As I was trying to figure out how to solve the quantum tunnelling problem that I was stumped on, the news in the background played.

"Earlier today, Entrepreneur and Scientist, Dr. Aldritch Killian was Arrested earlier today, for embezzlement and fraud. This arrest follows over forty thousand arrests made from leaks made on the forum site 4-chan."

I smiled at that. It has been funny so far. None of what Jarvis had leaked was admissible in court, but it gave enough justification for search warrants. 

I had even taken down several corrupt politicians in America and Europe. It wasn't much but. The main amount of arrests had been from things like the dark net, like child pornography and other crimes which made my skin crawl. 

As I continued tinkering, I also thought about what's next.

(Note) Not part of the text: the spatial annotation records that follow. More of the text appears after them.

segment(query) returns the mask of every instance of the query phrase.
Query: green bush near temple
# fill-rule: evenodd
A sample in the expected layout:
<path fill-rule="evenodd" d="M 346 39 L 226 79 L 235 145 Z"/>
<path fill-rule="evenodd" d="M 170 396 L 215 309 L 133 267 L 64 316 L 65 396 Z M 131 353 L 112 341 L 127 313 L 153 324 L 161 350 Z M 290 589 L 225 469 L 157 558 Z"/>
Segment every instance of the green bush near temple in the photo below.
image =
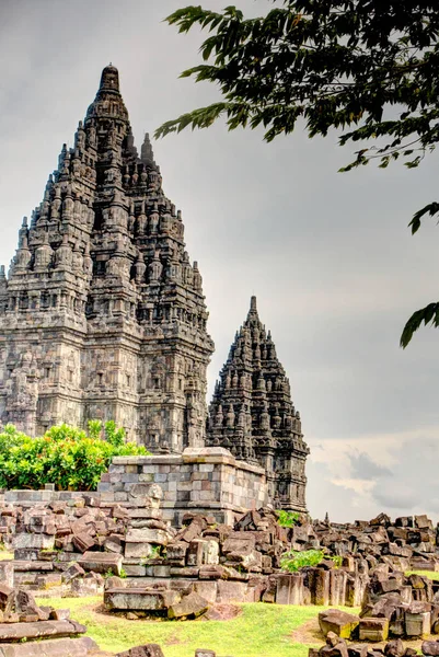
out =
<path fill-rule="evenodd" d="M 0 487 L 94 491 L 114 457 L 148 454 L 145 447 L 125 442 L 114 422 L 89 423 L 89 433 L 66 424 L 31 438 L 13 425 L 0 434 Z"/>

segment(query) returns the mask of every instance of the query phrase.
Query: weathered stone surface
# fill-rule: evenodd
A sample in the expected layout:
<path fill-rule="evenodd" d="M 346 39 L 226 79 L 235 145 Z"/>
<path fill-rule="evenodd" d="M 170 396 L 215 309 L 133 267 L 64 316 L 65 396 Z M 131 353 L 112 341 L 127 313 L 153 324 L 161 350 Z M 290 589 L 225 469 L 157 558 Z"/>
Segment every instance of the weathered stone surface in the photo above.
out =
<path fill-rule="evenodd" d="M 127 543 L 150 543 L 152 545 L 167 545 L 169 534 L 162 529 L 130 529 L 126 535 Z"/>
<path fill-rule="evenodd" d="M 350 638 L 359 622 L 358 616 L 339 609 L 328 609 L 319 613 L 319 625 L 324 636 L 334 632 L 340 638 Z"/>
<path fill-rule="evenodd" d="M 131 648 L 125 653 L 117 653 L 116 657 L 164 657 L 164 655 L 158 644 L 148 644 Z"/>
<path fill-rule="evenodd" d="M 108 609 L 158 611 L 166 610 L 180 602 L 181 596 L 175 590 L 153 589 L 108 589 L 104 593 L 104 602 Z"/>
<path fill-rule="evenodd" d="M 423 655 L 431 655 L 431 657 L 438 657 L 439 655 L 439 642 L 437 641 L 423 641 L 420 646 Z"/>
<path fill-rule="evenodd" d="M 0 277 L 2 423 L 35 436 L 117 417 L 152 451 L 203 445 L 198 391 L 213 343 L 183 234 L 148 135 L 140 157 L 134 147 L 108 66 Z"/>
<path fill-rule="evenodd" d="M 47 636 L 84 634 L 86 627 L 76 621 L 39 621 L 33 623 L 0 623 L 0 643 Z"/>
<path fill-rule="evenodd" d="M 24 644 L 1 644 L 0 657 L 88 657 L 97 645 L 89 636 L 49 638 Z"/>
<path fill-rule="evenodd" d="M 199 616 L 209 608 L 209 602 L 196 591 L 188 596 L 184 596 L 180 602 L 172 604 L 167 610 L 170 619 L 178 619 L 182 616 Z"/>
<path fill-rule="evenodd" d="M 207 445 L 226 447 L 244 461 L 256 460 L 274 476 L 280 504 L 304 511 L 304 464 L 309 449 L 272 335 L 259 320 L 256 297 L 252 297 L 250 312 L 230 354 L 210 404 Z M 241 430 L 234 431 L 235 427 Z M 272 435 L 279 430 L 282 440 L 277 448 Z M 281 463 L 281 483 L 272 470 L 274 462 Z"/>
<path fill-rule="evenodd" d="M 123 564 L 122 554 L 114 554 L 109 552 L 85 552 L 78 560 L 78 564 L 84 570 L 93 570 L 94 573 L 113 573 L 113 575 L 120 575 L 120 568 Z"/>
<path fill-rule="evenodd" d="M 388 619 L 360 619 L 359 638 L 360 641 L 381 642 L 386 641 L 389 636 Z"/>

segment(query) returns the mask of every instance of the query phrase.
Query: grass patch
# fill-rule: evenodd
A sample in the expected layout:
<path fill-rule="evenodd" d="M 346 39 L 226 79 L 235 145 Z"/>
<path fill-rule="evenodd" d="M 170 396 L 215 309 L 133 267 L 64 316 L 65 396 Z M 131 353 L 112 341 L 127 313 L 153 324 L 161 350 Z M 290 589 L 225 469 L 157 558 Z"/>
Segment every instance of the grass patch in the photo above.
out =
<path fill-rule="evenodd" d="M 313 643 L 297 643 L 292 633 L 315 621 L 323 607 L 242 604 L 242 614 L 230 621 L 127 621 L 104 613 L 102 598 L 45 598 L 43 604 L 70 608 L 71 616 L 88 627 L 102 650 L 118 653 L 158 643 L 165 657 L 194 657 L 196 648 L 209 648 L 233 657 L 307 657 Z M 355 612 L 357 610 L 348 609 Z"/>
<path fill-rule="evenodd" d="M 428 579 L 439 581 L 439 573 L 435 573 L 435 570 L 407 570 L 405 576 L 409 577 L 409 575 L 420 575 L 420 577 L 428 577 Z"/>

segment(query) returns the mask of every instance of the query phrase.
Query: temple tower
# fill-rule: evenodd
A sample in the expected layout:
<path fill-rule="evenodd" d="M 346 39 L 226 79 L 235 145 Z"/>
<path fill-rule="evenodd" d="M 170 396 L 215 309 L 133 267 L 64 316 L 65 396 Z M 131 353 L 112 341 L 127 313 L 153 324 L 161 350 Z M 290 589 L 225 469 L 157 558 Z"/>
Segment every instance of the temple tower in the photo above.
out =
<path fill-rule="evenodd" d="M 37 435 L 114 419 L 155 452 L 201 446 L 213 351 L 201 286 L 108 66 L 0 270 L 1 424 Z"/>
<path fill-rule="evenodd" d="M 285 509 L 305 510 L 309 448 L 299 412 L 256 297 L 236 333 L 209 408 L 207 445 L 265 468 L 269 497 Z"/>

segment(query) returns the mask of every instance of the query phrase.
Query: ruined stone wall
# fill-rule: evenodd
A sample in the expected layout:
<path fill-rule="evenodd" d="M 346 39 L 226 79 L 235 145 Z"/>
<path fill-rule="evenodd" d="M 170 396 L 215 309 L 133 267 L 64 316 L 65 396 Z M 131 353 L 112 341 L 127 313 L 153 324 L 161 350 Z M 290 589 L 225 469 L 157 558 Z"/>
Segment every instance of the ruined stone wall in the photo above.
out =
<path fill-rule="evenodd" d="M 157 483 L 163 489 L 165 519 L 181 525 L 188 510 L 208 512 L 231 525 L 235 512 L 268 503 L 265 471 L 238 461 L 223 448 L 185 449 L 183 454 L 116 457 L 102 475 L 103 502 L 126 503 L 134 484 Z"/>

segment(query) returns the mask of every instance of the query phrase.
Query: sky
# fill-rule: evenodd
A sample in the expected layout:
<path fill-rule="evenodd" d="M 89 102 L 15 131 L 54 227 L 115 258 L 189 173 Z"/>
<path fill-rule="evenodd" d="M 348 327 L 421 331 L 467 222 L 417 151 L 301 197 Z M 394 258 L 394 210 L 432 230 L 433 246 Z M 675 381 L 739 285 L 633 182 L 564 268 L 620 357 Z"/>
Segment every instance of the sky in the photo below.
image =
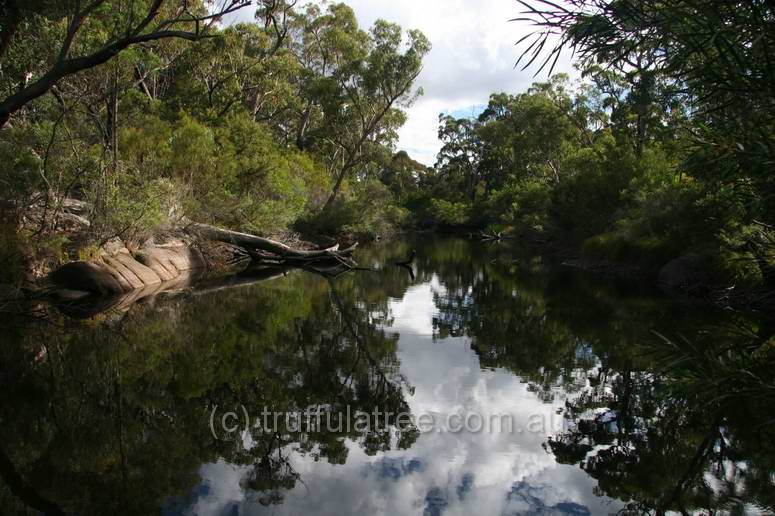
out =
<path fill-rule="evenodd" d="M 509 20 L 522 10 L 515 0 L 345 0 L 361 27 L 375 20 L 398 23 L 404 29 L 420 29 L 433 49 L 417 86 L 425 94 L 407 111 L 399 135 L 399 150 L 433 165 L 441 143 L 438 116 L 450 113 L 470 116 L 481 111 L 491 93 L 524 91 L 535 80 L 545 80 L 536 69 L 514 68 L 520 48 L 515 46 L 529 27 Z M 247 10 L 245 10 L 247 11 Z M 251 18 L 253 13 L 244 12 Z M 571 70 L 564 55 L 556 72 Z"/>
<path fill-rule="evenodd" d="M 286 449 L 300 481 L 283 491 L 281 505 L 265 506 L 245 489 L 251 467 L 223 461 L 200 470 L 202 483 L 183 514 L 284 516 L 319 514 L 613 514 L 622 503 L 596 494 L 597 481 L 573 464 L 559 464 L 543 448 L 547 436 L 563 427 L 558 415 L 565 398 L 559 392 L 544 401 L 528 383 L 500 368 L 482 368 L 466 338 L 435 339 L 438 314 L 435 294 L 444 287 L 437 277 L 409 288 L 390 301 L 399 334 L 401 374 L 414 390 L 410 411 L 434 414 L 508 415 L 512 428 L 528 428 L 540 417 L 548 428 L 533 432 L 481 431 L 421 434 L 406 450 L 393 447 L 367 455 L 347 439 L 347 461 L 332 464 L 314 453 Z M 515 336 L 518 345 L 519 336 Z M 586 376 L 584 377 L 586 382 Z"/>

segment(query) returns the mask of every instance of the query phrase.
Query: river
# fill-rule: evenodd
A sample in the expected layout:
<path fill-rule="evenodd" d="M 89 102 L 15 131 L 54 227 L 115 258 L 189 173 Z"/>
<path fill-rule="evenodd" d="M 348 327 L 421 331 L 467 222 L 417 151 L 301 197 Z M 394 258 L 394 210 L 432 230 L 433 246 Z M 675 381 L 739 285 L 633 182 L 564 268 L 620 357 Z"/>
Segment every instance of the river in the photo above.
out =
<path fill-rule="evenodd" d="M 5 320 L 0 512 L 775 511 L 756 314 L 499 243 L 356 257 Z"/>

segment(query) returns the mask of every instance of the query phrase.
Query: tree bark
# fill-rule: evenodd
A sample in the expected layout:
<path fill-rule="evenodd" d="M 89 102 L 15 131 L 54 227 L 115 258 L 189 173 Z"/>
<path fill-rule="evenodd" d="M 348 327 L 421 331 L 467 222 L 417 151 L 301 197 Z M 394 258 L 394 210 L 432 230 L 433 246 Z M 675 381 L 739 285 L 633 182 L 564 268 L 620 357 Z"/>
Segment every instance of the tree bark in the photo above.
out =
<path fill-rule="evenodd" d="M 189 229 L 198 233 L 202 238 L 206 238 L 208 240 L 226 242 L 247 249 L 260 249 L 262 251 L 276 254 L 288 261 L 313 261 L 327 257 L 336 258 L 341 256 L 349 256 L 358 246 L 358 244 L 355 244 L 352 247 L 341 251 L 339 250 L 338 245 L 329 247 L 328 249 L 304 251 L 300 249 L 294 249 L 283 244 L 282 242 L 277 242 L 268 238 L 257 237 L 255 235 L 249 235 L 247 233 L 240 233 L 237 231 L 229 231 L 227 229 L 216 228 L 207 224 L 192 224 L 189 226 Z"/>

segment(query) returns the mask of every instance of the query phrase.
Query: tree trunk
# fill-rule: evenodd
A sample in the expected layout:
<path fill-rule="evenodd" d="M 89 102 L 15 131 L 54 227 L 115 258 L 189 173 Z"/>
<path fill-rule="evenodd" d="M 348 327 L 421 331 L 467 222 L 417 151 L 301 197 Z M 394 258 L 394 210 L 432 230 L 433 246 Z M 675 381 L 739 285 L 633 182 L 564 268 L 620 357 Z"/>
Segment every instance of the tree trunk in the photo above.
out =
<path fill-rule="evenodd" d="M 334 188 L 331 190 L 331 195 L 328 196 L 328 200 L 326 201 L 326 204 L 323 206 L 323 211 L 327 211 L 336 200 L 337 195 L 339 195 L 339 190 L 342 188 L 342 183 L 344 182 L 345 176 L 347 176 L 347 173 L 353 168 L 354 165 L 352 164 L 345 164 L 342 167 L 342 170 L 339 171 L 339 175 L 336 178 L 336 183 L 334 183 Z"/>
<path fill-rule="evenodd" d="M 237 231 L 229 231 L 227 229 L 216 228 L 207 224 L 192 224 L 190 229 L 198 233 L 202 238 L 208 240 L 216 240 L 218 242 L 226 242 L 229 244 L 238 245 L 247 249 L 260 249 L 272 254 L 276 254 L 286 260 L 290 261 L 308 261 L 316 260 L 327 257 L 348 256 L 352 254 L 358 244 L 353 245 L 342 251 L 339 250 L 339 246 L 335 245 L 328 249 L 318 249 L 314 251 L 303 251 L 300 249 L 294 249 L 290 246 L 270 240 L 268 238 L 262 238 L 255 235 L 249 235 L 247 233 L 239 233 Z"/>

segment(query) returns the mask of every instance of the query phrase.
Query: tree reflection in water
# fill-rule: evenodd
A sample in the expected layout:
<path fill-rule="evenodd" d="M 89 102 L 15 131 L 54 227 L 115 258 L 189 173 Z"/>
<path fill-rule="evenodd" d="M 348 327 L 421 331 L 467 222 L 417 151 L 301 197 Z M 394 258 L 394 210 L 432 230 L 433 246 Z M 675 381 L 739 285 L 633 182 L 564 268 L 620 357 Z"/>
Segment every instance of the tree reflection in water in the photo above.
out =
<path fill-rule="evenodd" d="M 413 275 L 391 265 L 411 249 Z M 277 504 L 304 482 L 292 456 L 344 464 L 348 442 L 369 455 L 410 448 L 417 430 L 395 419 L 389 429 L 252 428 L 216 439 L 209 417 L 241 406 L 408 412 L 400 335 L 385 328 L 391 300 L 414 284 L 432 285 L 439 345 L 466 337 L 482 368 L 564 404 L 565 429 L 546 452 L 597 479 L 598 494 L 625 512 L 775 511 L 771 325 L 497 243 L 390 242 L 359 261 L 380 272 L 291 273 L 77 323 L 8 324 L 0 506 L 172 510 L 196 496 L 202 464 L 220 460 L 249 470 L 241 487 L 251 500 Z"/>

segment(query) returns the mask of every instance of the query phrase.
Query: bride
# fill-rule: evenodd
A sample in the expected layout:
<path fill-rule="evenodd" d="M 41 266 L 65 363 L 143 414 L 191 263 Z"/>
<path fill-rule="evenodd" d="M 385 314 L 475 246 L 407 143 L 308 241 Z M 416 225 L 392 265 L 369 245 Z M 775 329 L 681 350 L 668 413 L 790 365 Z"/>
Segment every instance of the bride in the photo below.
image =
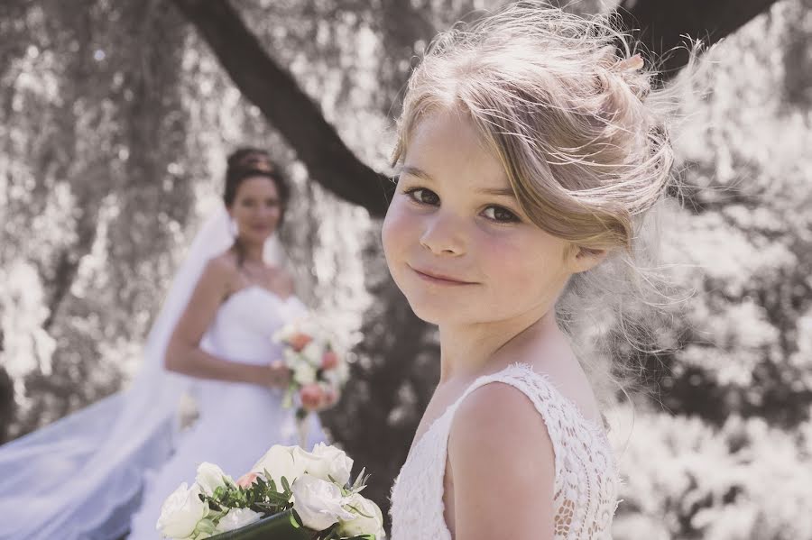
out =
<path fill-rule="evenodd" d="M 0 447 L 0 539 L 157 539 L 161 505 L 199 462 L 236 478 L 298 443 L 271 339 L 307 311 L 268 262 L 288 193 L 266 152 L 228 158 L 225 205 L 192 243 L 130 389 Z M 198 419 L 181 431 L 184 394 Z M 307 422 L 308 445 L 327 442 L 318 416 Z"/>

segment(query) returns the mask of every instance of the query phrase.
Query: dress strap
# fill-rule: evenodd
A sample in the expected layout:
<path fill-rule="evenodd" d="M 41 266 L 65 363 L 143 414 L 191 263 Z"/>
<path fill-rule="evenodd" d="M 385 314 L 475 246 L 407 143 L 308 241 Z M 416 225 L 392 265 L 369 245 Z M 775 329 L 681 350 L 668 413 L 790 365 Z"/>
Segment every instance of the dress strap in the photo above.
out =
<path fill-rule="evenodd" d="M 536 371 L 531 365 L 524 362 L 514 362 L 496 373 L 477 378 L 452 406 L 453 411 L 457 410 L 468 394 L 492 382 L 502 382 L 519 389 L 530 398 L 541 415 L 555 453 L 556 492 L 561 488 L 560 480 L 564 474 L 567 450 L 576 444 L 573 438 L 586 446 L 607 443 L 602 427 L 585 418 L 577 406 L 565 397 L 547 375 Z M 449 415 L 453 416 L 454 412 Z M 449 430 L 450 425 L 449 417 Z"/>

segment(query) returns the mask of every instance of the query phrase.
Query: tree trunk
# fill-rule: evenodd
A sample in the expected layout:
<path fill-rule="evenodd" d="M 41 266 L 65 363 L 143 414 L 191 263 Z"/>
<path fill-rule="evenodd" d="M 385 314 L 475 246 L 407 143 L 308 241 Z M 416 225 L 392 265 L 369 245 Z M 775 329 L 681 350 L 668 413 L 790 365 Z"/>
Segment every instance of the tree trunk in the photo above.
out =
<path fill-rule="evenodd" d="M 172 0 L 194 23 L 243 95 L 263 112 L 312 179 L 374 217 L 386 211 L 389 179 L 349 150 L 318 106 L 279 66 L 226 0 Z"/>
<path fill-rule="evenodd" d="M 624 0 L 626 28 L 658 57 L 684 42 L 686 34 L 708 44 L 729 35 L 776 0 Z M 296 80 L 263 49 L 227 0 L 171 0 L 208 43 L 235 85 L 256 105 L 308 168 L 310 178 L 339 197 L 385 214 L 390 182 L 363 163 L 325 119 Z M 665 59 L 663 80 L 686 64 L 685 50 Z"/>

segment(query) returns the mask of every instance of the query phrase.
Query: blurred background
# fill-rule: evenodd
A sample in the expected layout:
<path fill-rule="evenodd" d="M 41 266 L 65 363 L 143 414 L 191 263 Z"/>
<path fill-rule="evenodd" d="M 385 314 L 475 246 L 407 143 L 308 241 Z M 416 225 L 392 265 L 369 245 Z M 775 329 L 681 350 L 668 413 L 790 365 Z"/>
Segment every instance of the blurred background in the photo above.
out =
<path fill-rule="evenodd" d="M 323 421 L 385 514 L 439 371 L 380 246 L 392 118 L 428 40 L 500 4 L 5 0 L 0 442 L 126 387 L 226 156 L 255 145 L 292 178 L 300 296 L 353 351 Z M 812 539 L 812 1 L 620 7 L 655 52 L 724 40 L 685 93 L 687 188 L 662 209 L 662 256 L 690 299 L 649 336 L 665 352 L 600 352 L 646 367 L 643 391 L 607 411 L 614 537 Z"/>

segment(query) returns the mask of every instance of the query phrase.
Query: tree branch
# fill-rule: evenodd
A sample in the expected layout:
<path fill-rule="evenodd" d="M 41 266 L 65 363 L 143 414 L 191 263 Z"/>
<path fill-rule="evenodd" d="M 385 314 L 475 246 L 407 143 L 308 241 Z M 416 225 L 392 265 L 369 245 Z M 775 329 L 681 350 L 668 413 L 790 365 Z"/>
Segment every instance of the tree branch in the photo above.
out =
<path fill-rule="evenodd" d="M 686 36 L 710 46 L 730 35 L 777 0 L 623 0 L 618 14 L 645 50 L 661 59 L 662 81 L 688 60 Z M 663 58 L 665 55 L 665 58 Z"/>
<path fill-rule="evenodd" d="M 346 147 L 292 76 L 268 55 L 226 0 L 172 0 L 211 47 L 243 95 L 262 111 L 308 168 L 339 197 L 383 216 L 389 179 Z"/>

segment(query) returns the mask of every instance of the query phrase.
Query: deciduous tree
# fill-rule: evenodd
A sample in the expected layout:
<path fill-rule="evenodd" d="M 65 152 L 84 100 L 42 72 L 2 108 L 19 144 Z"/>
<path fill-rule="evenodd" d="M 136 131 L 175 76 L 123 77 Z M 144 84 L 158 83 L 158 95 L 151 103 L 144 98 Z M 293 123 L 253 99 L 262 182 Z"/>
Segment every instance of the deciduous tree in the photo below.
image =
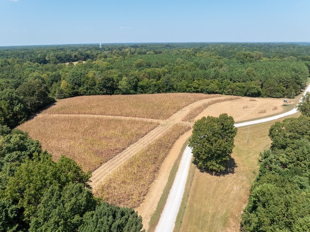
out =
<path fill-rule="evenodd" d="M 219 172 L 226 169 L 234 145 L 237 128 L 231 116 L 203 117 L 195 123 L 189 145 L 199 168 Z"/>

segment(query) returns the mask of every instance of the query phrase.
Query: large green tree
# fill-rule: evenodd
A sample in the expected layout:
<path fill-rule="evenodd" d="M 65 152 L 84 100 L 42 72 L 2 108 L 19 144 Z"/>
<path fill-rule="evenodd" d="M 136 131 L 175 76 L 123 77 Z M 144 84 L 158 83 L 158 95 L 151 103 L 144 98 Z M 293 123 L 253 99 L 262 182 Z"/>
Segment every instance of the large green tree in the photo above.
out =
<path fill-rule="evenodd" d="M 95 211 L 84 216 L 80 232 L 143 232 L 142 218 L 129 208 L 119 207 L 103 202 Z"/>
<path fill-rule="evenodd" d="M 296 107 L 301 114 L 310 117 L 310 93 L 306 93 Z"/>
<path fill-rule="evenodd" d="M 217 172 L 225 170 L 237 134 L 234 123 L 227 114 L 203 117 L 195 123 L 189 146 L 199 168 Z"/>

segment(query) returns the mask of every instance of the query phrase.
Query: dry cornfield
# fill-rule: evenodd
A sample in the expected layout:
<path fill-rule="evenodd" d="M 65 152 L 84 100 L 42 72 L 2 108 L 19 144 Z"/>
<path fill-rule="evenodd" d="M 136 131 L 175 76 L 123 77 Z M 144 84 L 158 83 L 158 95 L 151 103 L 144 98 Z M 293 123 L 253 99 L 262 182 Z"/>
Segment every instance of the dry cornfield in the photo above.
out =
<path fill-rule="evenodd" d="M 18 128 L 39 140 L 54 160 L 64 155 L 87 171 L 95 170 L 158 125 L 143 120 L 43 114 Z"/>
<path fill-rule="evenodd" d="M 220 96 L 219 94 L 189 93 L 82 96 L 59 100 L 44 113 L 165 120 L 195 102 Z"/>
<path fill-rule="evenodd" d="M 232 101 L 233 100 L 236 100 L 240 99 L 241 97 L 237 96 L 231 96 L 228 97 L 220 98 L 216 99 L 211 100 L 207 103 L 202 104 L 199 106 L 198 107 L 192 109 L 184 118 L 182 119 L 182 121 L 184 122 L 191 122 L 196 116 L 199 115 L 199 114 L 202 112 L 204 109 L 205 109 L 209 106 L 211 106 L 213 104 L 219 103 L 220 102 L 223 102 L 227 101 Z"/>
<path fill-rule="evenodd" d="M 173 125 L 168 131 L 135 155 L 105 180 L 95 195 L 117 205 L 140 205 L 172 145 L 190 127 Z"/>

The Haiti Earthquake had happened a few months ago, and the country was still grasping at straws. My direct aid, combined with the tankers providing clean water and energy had helped the reconstruction, and the death toll had been reduced by over a hundred thousand or so.

Still, all those lives weighed on me, could I have done more. What if I had warned everyone that the earthquake was coming. It was at a time like this that I remembered a quote from machiavelli. 

"It must be remembered that there is nothing more difficult to plan, more doubtful of success, nor more dangerous to manage than a new system. For the initiator has the enmity of all who would profit by the preservation of the old institution and merely lukewarm defenders in those who gain by the new one. "

 I would need to take my time. Otherwise this could all blow up in my face. Besides, I had already started.